I started playing tennis before I can even remember. It was my father who started me off, bringing me to the courts. As I grew older, I was watching tennis on TV, looking up at those players – Federer, Djokovic and Rafa – who are still the best today. That’s where it really started for me. The first memory I have of watching TV is Rafa winning his first Roland Garros title. I was six and he was wearing his green sleeveless tee. I decided that I wanted to play on TV.

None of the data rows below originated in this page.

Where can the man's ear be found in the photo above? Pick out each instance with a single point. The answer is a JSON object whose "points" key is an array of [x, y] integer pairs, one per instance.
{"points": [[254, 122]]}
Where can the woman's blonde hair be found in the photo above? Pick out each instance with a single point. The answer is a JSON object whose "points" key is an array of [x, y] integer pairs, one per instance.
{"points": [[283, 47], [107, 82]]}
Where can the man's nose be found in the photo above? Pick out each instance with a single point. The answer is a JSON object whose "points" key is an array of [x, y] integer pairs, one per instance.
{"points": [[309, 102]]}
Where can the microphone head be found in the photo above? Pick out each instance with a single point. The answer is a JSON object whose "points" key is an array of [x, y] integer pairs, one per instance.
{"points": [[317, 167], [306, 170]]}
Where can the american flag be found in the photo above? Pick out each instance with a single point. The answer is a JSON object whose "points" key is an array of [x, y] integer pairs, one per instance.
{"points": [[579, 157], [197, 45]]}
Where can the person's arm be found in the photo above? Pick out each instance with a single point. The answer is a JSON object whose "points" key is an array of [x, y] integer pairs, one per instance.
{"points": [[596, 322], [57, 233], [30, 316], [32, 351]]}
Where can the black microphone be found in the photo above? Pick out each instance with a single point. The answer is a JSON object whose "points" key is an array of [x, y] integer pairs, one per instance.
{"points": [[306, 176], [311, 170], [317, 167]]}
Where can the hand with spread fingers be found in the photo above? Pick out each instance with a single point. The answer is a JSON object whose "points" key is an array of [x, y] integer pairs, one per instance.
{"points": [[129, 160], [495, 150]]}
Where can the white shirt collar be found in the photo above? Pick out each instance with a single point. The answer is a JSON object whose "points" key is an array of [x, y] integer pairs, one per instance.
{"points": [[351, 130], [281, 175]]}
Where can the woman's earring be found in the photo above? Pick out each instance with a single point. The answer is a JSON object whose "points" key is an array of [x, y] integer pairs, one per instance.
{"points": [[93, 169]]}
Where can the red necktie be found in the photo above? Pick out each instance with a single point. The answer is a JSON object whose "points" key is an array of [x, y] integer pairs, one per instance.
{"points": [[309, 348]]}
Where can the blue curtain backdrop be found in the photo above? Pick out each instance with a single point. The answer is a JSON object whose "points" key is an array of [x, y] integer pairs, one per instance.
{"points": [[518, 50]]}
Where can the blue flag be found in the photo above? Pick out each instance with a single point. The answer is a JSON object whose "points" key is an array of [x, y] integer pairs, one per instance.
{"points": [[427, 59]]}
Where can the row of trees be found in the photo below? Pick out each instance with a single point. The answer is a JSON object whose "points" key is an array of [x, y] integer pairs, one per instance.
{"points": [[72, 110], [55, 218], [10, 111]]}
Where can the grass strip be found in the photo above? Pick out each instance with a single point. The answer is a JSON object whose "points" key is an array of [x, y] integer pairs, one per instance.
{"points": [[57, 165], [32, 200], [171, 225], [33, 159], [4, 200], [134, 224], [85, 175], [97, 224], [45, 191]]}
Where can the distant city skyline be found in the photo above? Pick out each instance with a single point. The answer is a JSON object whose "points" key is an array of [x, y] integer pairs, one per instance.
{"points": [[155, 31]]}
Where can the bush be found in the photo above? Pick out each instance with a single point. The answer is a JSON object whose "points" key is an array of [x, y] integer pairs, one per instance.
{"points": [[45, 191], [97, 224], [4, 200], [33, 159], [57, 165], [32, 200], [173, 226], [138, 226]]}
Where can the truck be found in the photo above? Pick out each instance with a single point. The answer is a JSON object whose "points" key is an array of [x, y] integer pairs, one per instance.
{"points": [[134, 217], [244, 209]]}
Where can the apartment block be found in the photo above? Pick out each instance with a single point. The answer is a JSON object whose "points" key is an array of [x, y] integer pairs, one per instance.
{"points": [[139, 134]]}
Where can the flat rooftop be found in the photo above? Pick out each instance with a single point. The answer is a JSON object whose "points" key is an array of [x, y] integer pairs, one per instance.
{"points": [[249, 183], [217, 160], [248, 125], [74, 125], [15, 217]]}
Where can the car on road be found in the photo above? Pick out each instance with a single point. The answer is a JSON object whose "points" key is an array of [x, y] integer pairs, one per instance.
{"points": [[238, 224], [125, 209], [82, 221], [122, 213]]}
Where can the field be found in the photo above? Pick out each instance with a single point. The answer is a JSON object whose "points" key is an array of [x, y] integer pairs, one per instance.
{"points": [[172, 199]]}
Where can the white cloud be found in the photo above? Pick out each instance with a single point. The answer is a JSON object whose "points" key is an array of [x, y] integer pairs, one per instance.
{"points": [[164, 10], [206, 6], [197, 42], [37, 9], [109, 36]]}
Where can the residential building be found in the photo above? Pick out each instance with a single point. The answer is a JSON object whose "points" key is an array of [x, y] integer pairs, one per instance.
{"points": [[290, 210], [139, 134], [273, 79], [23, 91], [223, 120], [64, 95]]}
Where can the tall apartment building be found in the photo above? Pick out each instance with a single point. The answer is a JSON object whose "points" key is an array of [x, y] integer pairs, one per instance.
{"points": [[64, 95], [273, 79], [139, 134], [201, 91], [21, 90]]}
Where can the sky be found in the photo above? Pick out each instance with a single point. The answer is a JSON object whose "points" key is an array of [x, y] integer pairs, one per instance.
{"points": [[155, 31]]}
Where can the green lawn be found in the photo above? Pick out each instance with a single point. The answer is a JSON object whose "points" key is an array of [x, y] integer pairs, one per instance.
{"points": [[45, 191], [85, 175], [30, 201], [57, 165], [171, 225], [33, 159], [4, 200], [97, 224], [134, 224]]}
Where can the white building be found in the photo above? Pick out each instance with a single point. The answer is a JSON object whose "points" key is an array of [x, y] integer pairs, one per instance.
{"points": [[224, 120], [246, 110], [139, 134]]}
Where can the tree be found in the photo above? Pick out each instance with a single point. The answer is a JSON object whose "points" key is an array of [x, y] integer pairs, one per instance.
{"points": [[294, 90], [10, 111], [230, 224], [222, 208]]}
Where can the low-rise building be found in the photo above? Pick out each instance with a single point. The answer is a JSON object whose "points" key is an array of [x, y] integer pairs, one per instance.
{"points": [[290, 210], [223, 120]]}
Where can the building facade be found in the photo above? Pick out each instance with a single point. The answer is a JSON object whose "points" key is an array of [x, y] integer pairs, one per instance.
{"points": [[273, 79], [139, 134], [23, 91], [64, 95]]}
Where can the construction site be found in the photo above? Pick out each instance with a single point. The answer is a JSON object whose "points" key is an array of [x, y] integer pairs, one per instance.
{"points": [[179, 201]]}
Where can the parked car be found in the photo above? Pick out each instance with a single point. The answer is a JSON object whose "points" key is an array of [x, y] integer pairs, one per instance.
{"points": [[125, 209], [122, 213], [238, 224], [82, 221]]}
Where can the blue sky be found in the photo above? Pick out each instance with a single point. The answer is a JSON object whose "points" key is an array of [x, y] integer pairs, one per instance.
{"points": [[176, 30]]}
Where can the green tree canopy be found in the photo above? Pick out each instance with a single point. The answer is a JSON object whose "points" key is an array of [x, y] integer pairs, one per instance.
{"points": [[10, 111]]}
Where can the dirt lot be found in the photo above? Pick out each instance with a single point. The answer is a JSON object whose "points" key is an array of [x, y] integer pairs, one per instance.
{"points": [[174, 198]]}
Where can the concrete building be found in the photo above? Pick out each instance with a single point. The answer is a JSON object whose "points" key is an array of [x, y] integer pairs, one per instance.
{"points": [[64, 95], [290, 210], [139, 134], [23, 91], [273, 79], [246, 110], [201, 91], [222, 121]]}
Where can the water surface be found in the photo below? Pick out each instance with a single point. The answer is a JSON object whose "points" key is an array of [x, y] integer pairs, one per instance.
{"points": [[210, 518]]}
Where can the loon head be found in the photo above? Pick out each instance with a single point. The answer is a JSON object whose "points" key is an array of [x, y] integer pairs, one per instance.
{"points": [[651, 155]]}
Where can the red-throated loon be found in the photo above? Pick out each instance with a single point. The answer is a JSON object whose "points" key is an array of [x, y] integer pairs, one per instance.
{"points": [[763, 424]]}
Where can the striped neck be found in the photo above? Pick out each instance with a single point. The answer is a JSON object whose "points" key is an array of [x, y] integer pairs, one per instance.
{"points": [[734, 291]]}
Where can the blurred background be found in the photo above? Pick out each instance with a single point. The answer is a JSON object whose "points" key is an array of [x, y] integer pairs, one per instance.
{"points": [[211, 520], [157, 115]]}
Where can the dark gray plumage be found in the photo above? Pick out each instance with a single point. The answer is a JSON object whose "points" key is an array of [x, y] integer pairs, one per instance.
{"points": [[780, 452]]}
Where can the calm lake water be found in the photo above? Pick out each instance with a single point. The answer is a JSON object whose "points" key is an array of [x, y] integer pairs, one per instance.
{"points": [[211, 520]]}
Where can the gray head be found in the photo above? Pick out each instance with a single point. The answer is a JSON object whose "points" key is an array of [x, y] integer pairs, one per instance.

It became more and more serious the older I got. My father was a big help because he pushed me in the right way. Coming from a small country like Norway it was important that my father had done it before. My father was commentating for almost six seven years. He realized then that if you want to do well in this sport you have to have a big weapon. Roger and Rafa have their forehands, playing it with power and precision, Novak has a better backhand, it is a little better than his forehand. He is such a complete player. You need a weapon to be able to reach far in this sport. We have worked very hard on developing my forehand, it has become a killer weapon.
Samir Banerjee spoke about how good and open you and your family were to him during the ATP Finals in Turin last year. As a former No. 1 junior, what is your advice to him?
After I became junior No. 1 I started playing Futures. I was able to play a lot of matches in the Futures, reach a lot of finals, win tournaments. Then when I played my first Challenger ever, I came through the qualifiers and won the whole thing. That kind of changed everything for me. My ranking moved from 550 to top-250. Then I could play Challengers pretty much every week.
My advice to Samir is to keep trying to improve. But knowing that if you are going through hard times everything can change in a week if you have a dream week. He obviously has the level and skills to go far. He’s the Wimbledon junior champion, he has to have a bright future. It is different playing the men’s though. Especially in the Futures and Challenger Tour they will eat you alive if they can and you really have to be ready for it. Every player there really wants to succeed and reach far and are willing to do a lot of things to reach far and win, that’s a little bit different from the juniors, so just keep going.
How important is being a nice guy to you?
Even though we are all competing and there’s plenty on the line, it is important to show respect to yourself and those around you. Applauding a good shot from the opponent helps you see that other players can do good things as well. That is something my parents wanted me to do, be a good person along with being a good tennis player. As I grew up it became important to me as well. I want to be remembered for being a nice guy. It is hard to describe a nice person, but it is easy to recognize a nice person when you meet him or her.